Scott Schenkel, appearing in his first earnings call as Expedia Group's chief financial officer said: "Look, I'm coming in new here. But I think any time a company is at our scale and our technology base, we should be in the market and looking at M&A. And I think they've been and will continue to be."
Gorin said the company has a team focused on deals.
"Right now, we continue to be focused on running the brands that we have, growing the B2B business, the advertising business and continuing to have strong returns," Gorin said.
Expedia Hasn't Decided on Expanding Its Loyalty Program
When Expedia Group launched its One Key loyalty program in 2023 under previous CEO Peter Kern, the plan was to roll out the program internationally. One year later, however, Gorin paused One Key's expansion beyond the U.S. and UK.
She said yesterday that the company's teams are evaluating the impact of the loyalty program and next steps.
The teams know that One Key has been positive for Expedia and it's been a drag on bookings for Hotels.com," Gorin said.
Hotels.com had a simple loyalty program that was arguably more attractive for its customers than is One Key.
Gorin said the company is also assessing the impact of enabling guests to earn One Key cash on virtually all of Vrbo bookings.
"So we're going to take all of those learnings and then look by brand and geography what we need to do in loyalty, and we'll share more in the year to come," Gorin said.
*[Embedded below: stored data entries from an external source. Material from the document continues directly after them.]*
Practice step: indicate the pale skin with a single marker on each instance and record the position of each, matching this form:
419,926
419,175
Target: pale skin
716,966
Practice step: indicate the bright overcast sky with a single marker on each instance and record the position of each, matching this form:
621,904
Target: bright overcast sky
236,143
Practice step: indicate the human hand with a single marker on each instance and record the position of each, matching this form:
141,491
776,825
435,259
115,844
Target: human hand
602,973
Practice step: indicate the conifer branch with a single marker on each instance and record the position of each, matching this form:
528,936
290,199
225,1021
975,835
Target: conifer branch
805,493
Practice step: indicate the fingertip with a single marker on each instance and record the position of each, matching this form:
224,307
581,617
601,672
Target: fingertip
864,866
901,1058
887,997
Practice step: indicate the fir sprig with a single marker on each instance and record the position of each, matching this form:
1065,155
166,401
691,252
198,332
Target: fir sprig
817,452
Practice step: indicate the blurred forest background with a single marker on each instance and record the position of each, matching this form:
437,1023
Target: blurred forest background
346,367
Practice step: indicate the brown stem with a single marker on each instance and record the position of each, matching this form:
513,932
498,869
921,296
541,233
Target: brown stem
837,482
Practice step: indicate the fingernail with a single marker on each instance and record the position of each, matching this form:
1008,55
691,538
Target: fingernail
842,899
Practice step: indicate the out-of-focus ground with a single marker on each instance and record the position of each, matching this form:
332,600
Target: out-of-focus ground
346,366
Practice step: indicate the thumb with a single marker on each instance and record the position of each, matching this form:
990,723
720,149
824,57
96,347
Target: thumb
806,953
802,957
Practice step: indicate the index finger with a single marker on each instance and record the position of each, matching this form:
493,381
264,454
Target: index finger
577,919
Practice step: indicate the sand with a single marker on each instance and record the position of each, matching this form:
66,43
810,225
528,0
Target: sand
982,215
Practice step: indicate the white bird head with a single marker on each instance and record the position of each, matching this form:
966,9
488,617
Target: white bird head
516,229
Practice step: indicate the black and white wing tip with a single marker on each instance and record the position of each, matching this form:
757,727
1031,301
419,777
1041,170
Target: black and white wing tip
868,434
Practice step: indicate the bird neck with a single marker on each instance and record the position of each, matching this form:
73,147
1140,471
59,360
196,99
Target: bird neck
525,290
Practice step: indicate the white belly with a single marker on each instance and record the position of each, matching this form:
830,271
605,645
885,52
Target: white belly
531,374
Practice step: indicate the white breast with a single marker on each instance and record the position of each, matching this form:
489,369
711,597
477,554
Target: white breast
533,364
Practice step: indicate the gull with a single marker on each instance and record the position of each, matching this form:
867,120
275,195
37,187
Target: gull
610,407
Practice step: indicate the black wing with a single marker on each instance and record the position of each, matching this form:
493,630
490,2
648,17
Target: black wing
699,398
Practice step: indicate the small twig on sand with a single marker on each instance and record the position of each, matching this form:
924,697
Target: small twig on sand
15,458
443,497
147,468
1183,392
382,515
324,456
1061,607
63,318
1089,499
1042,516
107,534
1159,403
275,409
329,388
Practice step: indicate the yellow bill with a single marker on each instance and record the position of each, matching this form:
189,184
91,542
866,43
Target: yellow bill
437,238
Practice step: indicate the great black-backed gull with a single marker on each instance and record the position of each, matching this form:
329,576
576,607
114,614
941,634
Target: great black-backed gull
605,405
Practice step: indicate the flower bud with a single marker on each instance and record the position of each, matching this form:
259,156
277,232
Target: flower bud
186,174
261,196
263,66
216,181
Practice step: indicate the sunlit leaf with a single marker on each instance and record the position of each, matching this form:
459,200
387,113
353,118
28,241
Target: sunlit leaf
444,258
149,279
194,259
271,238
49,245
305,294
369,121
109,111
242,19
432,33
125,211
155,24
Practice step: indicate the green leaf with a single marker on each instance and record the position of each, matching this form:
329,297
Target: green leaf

Positive Results for Consumer Brands and B2B Segment
All three of Expedia Group's core consumer brands saw bookings growth in the fourth quarter, and as a whole gross bookings climbed 5 points to 9%.
Gorin said the company's B2B business had a "stellar" fourth quarter, with gross bookings up 24% year over year.
Expedia Group's advertising revenue jumped 24% for full-year 2024.
Net income in the fourth quarter increased 124% to $299 million. Revenue jumped 10% to nearly $3.2 billion.
Expedia Group's share price was up nearly 9% to $172 in after-hours trading Thursday evening.